Friedrich von Hayek had given the Aristotelian insight that knowledge is power a new meaning. It now meant the empowerment of individuals through the exchange of knowledge in the marketplace. In short, the market is an enormous grid for distributing information as well as goods and services. Every individual in the process “possesses unique information of which beneficial use might be made,” Hayek would write, based on what they want or need. Prices are one mechanism for communicating that information; the value of money is another. Governments choosing to mess around with one or the other—whether it’s wage and price controls or inflating the money supply—will distort the flow of that information as effectively as scrambling a broadcast signal or crossing out every othe
r word in a letter or e-mail.
This is because “central planning … cannot take direct account of these circumstances of time and place” in which genuine economic decisions are made.35 Hegel had argued that historical change ensures that there is no cumulative fund of information available to the individual. Hayek answered, Yes, there is. It’s called the marketplace. And the freer the markets, the more people have access to that fund. Thus, “we need decentralization because only thus can we ensure that the knowledge of the particular circumstances [of a given transaction] will be promptly” and efficiently used—and human beings will benefit materially from that freedom.
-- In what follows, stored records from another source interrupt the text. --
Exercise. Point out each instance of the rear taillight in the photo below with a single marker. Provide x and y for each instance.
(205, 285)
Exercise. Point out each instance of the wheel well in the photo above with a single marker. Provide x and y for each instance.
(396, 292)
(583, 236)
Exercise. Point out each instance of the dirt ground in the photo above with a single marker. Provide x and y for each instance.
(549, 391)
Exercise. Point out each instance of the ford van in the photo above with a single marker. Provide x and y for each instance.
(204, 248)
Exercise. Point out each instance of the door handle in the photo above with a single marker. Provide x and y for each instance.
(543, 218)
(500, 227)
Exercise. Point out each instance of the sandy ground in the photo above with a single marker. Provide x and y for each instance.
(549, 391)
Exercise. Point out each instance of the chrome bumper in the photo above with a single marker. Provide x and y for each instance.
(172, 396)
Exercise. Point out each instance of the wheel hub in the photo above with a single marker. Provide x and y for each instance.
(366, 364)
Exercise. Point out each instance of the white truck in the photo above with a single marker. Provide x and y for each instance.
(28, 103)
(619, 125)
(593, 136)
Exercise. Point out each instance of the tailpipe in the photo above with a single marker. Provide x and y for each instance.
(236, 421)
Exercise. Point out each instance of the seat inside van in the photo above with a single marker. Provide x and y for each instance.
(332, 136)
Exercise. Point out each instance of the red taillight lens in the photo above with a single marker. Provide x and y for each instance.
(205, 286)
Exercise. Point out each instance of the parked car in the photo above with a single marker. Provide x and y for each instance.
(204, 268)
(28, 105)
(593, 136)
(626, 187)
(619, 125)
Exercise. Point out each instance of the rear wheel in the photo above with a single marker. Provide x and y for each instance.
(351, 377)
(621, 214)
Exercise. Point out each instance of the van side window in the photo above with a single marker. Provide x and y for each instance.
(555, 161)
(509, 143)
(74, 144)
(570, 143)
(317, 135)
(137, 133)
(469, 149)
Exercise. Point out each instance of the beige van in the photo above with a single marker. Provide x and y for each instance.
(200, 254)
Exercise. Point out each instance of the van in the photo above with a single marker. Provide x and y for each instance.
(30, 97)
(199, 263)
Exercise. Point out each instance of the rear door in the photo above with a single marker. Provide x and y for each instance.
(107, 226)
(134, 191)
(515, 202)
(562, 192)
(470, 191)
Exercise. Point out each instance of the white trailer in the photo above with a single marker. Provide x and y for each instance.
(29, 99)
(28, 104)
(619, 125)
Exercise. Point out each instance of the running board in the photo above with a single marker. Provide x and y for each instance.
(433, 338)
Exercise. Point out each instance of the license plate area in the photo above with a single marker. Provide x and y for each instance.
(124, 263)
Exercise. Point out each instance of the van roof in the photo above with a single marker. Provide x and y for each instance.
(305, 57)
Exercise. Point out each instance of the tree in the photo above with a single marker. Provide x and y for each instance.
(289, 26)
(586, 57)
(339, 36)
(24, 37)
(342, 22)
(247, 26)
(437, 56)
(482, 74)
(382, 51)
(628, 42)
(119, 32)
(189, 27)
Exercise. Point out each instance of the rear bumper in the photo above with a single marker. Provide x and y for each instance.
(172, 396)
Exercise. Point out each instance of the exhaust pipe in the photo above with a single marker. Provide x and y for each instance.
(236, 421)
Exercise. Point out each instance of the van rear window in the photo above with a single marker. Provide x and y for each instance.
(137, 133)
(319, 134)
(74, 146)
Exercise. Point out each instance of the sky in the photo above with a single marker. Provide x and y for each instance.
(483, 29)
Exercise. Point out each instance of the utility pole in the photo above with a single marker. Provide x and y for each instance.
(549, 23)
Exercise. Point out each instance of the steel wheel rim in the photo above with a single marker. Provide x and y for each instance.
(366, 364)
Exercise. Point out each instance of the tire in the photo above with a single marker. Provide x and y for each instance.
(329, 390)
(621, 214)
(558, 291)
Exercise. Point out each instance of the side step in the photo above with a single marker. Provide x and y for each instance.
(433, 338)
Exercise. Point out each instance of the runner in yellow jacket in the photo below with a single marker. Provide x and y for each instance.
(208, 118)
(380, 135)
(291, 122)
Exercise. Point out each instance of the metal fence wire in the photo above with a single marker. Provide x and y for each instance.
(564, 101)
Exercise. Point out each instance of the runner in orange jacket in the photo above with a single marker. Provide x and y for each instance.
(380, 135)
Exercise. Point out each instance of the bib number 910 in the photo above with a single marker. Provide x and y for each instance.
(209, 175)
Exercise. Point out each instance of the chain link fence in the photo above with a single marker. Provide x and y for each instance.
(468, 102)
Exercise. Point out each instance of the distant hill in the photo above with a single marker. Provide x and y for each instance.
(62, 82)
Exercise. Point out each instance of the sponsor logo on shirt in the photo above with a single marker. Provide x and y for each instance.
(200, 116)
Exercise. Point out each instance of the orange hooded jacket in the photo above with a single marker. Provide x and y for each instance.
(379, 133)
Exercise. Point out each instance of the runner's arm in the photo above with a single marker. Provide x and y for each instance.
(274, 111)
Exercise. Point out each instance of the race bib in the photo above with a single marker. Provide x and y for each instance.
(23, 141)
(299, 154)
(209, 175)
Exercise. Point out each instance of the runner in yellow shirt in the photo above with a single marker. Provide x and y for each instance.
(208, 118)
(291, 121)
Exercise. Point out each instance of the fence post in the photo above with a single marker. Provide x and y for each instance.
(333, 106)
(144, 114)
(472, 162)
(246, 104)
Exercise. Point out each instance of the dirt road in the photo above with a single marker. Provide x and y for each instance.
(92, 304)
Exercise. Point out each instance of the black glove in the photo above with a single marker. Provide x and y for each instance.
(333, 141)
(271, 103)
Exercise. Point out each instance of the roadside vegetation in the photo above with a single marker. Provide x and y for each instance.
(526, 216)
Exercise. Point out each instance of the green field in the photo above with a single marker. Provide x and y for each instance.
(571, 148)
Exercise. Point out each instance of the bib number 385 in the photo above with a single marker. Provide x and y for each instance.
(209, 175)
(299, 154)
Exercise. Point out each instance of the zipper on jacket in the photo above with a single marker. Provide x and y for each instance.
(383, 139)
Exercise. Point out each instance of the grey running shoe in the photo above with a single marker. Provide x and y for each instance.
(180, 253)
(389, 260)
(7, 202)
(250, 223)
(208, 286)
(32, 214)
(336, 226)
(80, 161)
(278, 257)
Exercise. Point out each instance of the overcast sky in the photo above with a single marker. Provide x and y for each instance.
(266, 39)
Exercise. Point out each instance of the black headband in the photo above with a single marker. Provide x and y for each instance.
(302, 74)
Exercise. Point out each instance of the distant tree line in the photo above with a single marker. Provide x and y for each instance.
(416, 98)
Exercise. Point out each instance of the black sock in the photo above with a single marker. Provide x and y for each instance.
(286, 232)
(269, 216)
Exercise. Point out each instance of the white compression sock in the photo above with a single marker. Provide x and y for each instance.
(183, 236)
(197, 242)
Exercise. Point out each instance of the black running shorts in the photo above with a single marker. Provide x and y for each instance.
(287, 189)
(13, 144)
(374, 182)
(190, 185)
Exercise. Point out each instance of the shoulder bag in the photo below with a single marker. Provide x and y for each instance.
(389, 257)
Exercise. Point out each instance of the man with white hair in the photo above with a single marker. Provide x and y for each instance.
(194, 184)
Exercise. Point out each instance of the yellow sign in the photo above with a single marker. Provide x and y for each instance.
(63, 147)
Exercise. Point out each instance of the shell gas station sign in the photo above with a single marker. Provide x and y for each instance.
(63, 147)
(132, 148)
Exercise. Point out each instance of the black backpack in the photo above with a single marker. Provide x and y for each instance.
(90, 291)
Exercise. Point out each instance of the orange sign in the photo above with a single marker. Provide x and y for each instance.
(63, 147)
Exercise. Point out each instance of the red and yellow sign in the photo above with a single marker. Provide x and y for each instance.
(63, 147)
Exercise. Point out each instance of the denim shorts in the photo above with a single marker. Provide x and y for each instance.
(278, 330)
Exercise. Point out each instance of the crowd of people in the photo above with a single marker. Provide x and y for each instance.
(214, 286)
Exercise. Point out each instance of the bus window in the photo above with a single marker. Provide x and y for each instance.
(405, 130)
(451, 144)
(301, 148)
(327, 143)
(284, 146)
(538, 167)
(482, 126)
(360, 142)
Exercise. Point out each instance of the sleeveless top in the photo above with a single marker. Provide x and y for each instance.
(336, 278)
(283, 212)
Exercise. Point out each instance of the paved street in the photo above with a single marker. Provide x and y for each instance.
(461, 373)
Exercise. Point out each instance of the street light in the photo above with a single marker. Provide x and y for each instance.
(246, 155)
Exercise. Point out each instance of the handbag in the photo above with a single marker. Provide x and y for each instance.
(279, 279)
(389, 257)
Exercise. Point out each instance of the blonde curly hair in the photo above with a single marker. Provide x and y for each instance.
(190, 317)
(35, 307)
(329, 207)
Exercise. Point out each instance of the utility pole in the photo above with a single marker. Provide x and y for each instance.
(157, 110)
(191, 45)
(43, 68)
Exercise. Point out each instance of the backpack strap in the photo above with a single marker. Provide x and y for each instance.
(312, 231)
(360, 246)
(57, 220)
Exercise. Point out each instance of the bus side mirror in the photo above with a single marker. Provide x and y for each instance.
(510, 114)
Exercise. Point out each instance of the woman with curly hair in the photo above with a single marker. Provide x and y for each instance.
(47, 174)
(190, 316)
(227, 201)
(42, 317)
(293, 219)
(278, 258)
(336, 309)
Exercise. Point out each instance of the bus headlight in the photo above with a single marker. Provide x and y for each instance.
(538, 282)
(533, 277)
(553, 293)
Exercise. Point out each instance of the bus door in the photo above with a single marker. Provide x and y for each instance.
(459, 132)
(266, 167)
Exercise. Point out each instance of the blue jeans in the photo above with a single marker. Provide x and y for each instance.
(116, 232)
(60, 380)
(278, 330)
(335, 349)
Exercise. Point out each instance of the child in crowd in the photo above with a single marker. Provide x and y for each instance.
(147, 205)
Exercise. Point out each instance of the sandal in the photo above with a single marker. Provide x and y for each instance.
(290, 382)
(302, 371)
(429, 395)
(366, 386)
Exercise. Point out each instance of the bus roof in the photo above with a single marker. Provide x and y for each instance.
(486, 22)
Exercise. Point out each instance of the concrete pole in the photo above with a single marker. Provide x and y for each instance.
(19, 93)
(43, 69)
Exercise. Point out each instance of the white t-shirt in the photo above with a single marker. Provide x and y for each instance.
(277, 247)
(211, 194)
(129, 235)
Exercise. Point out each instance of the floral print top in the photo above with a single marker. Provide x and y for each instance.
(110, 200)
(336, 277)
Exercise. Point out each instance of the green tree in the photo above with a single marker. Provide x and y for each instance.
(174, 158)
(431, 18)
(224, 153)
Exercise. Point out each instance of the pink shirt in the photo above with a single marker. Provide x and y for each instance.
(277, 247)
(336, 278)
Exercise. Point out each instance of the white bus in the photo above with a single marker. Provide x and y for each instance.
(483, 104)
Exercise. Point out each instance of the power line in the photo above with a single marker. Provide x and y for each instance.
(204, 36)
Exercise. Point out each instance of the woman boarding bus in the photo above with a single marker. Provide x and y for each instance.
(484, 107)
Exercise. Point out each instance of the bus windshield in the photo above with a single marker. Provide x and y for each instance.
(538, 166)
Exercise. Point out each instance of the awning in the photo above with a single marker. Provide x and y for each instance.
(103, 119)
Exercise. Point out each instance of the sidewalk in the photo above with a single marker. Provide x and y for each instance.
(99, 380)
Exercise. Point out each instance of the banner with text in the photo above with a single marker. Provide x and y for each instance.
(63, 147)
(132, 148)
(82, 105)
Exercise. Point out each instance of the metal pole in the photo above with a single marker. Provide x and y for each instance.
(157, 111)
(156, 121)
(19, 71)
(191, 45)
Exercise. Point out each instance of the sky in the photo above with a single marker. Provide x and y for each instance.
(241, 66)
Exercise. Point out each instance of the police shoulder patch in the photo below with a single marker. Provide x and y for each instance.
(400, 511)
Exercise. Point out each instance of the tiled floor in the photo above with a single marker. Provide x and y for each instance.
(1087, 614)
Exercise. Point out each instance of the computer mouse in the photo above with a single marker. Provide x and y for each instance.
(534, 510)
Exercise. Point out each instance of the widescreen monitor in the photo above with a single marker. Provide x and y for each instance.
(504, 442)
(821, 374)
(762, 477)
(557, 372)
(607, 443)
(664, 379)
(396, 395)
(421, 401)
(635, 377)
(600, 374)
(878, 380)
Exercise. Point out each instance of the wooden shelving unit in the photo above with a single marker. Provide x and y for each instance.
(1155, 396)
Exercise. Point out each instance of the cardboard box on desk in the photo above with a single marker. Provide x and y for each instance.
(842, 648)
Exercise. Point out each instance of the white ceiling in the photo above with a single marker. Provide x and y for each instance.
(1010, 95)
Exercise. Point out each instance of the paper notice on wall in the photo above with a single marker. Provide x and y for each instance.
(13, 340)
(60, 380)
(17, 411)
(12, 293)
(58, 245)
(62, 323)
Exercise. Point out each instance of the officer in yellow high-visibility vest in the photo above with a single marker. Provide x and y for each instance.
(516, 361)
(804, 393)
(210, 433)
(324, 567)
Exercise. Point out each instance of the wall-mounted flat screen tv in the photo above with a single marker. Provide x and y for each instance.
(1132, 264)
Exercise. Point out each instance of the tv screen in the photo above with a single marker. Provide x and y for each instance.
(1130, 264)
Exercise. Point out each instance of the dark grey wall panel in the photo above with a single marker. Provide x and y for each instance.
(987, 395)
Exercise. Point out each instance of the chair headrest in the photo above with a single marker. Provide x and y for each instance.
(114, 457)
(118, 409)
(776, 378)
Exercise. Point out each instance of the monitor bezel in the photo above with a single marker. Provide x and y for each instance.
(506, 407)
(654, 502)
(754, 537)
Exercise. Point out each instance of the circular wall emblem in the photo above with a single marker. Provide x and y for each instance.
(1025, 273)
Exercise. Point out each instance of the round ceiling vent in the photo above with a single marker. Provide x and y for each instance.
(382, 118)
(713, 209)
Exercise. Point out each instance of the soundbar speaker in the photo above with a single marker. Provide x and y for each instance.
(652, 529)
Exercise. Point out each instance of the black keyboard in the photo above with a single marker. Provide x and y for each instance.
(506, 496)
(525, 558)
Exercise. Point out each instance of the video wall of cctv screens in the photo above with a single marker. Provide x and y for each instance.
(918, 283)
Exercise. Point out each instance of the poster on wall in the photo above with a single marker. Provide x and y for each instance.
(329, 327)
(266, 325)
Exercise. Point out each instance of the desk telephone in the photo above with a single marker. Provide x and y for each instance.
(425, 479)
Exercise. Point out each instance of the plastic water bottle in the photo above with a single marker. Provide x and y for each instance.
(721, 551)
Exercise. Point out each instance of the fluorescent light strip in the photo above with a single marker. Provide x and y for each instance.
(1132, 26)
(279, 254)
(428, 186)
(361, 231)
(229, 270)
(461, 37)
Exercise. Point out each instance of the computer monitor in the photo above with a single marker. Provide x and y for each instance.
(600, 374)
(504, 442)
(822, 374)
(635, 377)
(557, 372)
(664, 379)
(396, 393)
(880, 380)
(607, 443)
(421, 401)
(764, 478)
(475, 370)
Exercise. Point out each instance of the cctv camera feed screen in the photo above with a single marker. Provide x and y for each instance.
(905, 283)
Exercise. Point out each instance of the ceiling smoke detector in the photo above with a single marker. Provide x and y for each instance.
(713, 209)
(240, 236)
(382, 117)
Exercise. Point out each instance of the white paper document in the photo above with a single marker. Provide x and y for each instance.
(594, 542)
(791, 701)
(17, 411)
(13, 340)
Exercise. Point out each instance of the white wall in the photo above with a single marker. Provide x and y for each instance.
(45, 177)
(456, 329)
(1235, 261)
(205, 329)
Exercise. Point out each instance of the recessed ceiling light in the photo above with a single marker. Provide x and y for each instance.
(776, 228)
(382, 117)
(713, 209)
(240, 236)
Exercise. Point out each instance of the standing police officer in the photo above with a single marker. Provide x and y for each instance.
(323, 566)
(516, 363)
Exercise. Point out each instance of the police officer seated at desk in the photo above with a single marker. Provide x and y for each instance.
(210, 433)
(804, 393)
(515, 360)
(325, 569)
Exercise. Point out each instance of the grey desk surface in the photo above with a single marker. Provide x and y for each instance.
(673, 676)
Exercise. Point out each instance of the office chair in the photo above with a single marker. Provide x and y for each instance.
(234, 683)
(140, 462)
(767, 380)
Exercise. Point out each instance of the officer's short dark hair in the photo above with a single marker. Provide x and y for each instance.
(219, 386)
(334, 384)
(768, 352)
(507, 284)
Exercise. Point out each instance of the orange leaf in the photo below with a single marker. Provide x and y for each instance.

Hayek’s conclusion was that a centrally planned economic policy was bound to fail. Its organizers, no matter how bright or well trained, can never keep up with the innumerable bits of information that go into actual economic decisions. Like Achilles in his race with the tortoise, no matter how fast the central planner runs or how much data he collects, people in the marketplace will have always crept a step further, rendering the data useless the moment they are collected.‖
The danger is that when the central planners fail, as they must inevitably do, their reaction is bound to be extreme. Instead of admitting their failure or ignorance, Hayek predicted, their impulse will be to exercise even more control, to become more coercive in their use of government power in order to force the economy to behave in the ways in which they, as opposed to real-life consumers, want it to behave. “Predominant concern with the visible short-run effects,” he would later write, “leads to a dirigiste organization of the whole society. Indeed, what will certainly be dead in the long run, if we concentrate on immediate results,” since they are the only ones immediately foreseeable, “is freedom.”36
At this crucial point, Hayek’s analysis and Popper’s converged. The rise of the totalitarian state was revealed to be the direct consequence of the failure of liberalism in its Platonized form. Progressive heirs of Hegel, in trying to forestall the Marxists and Fascists by guiding society to supposedly higher and more just ends, had simply opened the door for them. They had fallen into the same trap of assuming that the more people are alike, that is, in sharing the same ends and needs, the happier they will be. In fact, the pursuit of equality only generates more conflict, much as Aristotle had predicted in the Politics—which requires more direct government action to maintain order. “The passion for ‘the collective satisfaction of our needs,’ ” Hayek wrote, was how “the socialists [meaning believers in a strong centralized state] have so well prepared the way for totalitarianism.” They have done this, Hayek asserted, by “depriving us of [economic] choice, in order to give us what fits best into the plan and at a time determined by the plan.”